Шло время, но дело Мальвиля так и не получило широкой огласки. Мария спрашивала себя, не сослужила ли она, устроив побег Габриэля Мальвиля, добрую службу кардиналу. Казнь Мальвиля, последовавшая сразу же за расправой с Марьяком, могла окончательно восстановить знать против первого министра. Последовавшие за этим события показали, что на этот счет Мария ошибалась.
Королева-мать продолжала метать громы и молнии из Брюсселя. Гастон во всем поддерживал мать. Он все еще находился в Лорене, где был занят формированием армии иностранных наемников, поддерживая постоянные контакты с герцогом Монморанси, правителем Лангедока, другом Гастона Орлеанского, ненавидевшим кардинала, хотя прежде ему служил. Противник де Шевреза едва прислушивался к своей юной супруге Марии-Фелиции Орсини, римской принцессе, всем своим сердцем обожавшей королеву-мать и даже Анну Австрийскую, хотя и знала, что ее супруг все еще влюблен в нее.
Безопасный, как казалось поначалу, обмен посланиями обернулся угрозой – даже двойной – ниспровержения государственных устоев: брат короля, герцог Орлеанский, со своими наемниками вторгся через границу, и в то же время Монморанси, присвоив земли Лангедока, объявил королю войну от имени его брата. Он-то и представлял собой опасность.

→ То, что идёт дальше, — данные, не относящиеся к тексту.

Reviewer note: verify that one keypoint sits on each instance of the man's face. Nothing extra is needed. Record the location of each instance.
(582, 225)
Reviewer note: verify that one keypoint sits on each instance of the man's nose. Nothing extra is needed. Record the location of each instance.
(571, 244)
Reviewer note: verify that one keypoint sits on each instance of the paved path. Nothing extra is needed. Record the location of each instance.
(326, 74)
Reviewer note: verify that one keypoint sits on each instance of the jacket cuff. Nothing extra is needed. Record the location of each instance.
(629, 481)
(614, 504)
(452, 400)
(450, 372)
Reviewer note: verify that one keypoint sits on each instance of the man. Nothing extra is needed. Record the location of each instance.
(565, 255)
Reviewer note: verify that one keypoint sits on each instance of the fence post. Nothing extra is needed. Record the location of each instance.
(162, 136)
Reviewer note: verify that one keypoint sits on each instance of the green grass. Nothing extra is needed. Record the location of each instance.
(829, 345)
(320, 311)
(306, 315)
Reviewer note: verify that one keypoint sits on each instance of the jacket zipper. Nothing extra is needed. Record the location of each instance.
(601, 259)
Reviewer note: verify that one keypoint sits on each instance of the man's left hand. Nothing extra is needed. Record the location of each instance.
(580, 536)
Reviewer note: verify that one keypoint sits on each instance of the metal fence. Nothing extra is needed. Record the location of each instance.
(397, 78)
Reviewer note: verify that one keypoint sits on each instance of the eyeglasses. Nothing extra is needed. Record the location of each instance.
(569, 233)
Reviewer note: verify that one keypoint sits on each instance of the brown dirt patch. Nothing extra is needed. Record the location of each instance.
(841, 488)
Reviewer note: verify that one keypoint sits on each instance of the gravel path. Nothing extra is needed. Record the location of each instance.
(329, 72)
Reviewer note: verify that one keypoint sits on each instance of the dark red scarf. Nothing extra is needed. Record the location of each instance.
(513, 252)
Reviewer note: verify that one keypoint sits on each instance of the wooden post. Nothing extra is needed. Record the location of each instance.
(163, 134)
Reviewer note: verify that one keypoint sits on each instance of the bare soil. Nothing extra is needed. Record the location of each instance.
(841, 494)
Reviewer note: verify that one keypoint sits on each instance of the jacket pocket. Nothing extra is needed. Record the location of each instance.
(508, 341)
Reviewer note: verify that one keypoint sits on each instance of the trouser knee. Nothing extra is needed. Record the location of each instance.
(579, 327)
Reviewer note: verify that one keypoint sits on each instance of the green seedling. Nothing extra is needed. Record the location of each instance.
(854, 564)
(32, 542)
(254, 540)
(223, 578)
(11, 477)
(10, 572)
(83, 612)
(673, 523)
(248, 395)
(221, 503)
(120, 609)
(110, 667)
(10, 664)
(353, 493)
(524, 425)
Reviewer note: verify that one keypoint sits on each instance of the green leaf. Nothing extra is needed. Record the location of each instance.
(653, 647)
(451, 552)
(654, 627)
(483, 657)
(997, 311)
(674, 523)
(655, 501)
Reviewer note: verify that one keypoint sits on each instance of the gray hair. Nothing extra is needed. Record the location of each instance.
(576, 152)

Король сделал по-настоящему сильный ход, двинувшись именно против него, давая тем самым знак брату, в порыве храбрости добравшемуся до Дижона и по пути проповедовавшему бунт против Людовика, правда, безрезультатно. Столица Бургундии и вовсе захлопнула перед его носом входные ворота. Герцог Орлеанский вынужден был убраться, так и не получив никакой поддержки. Но на юте, где он был всеобщим любимцем, продолжал свое шествие Монморанси. И в очередной раз король оседлал коня и покинул Париж, за ним последовала королева и ее окружение, а значит, и Мария.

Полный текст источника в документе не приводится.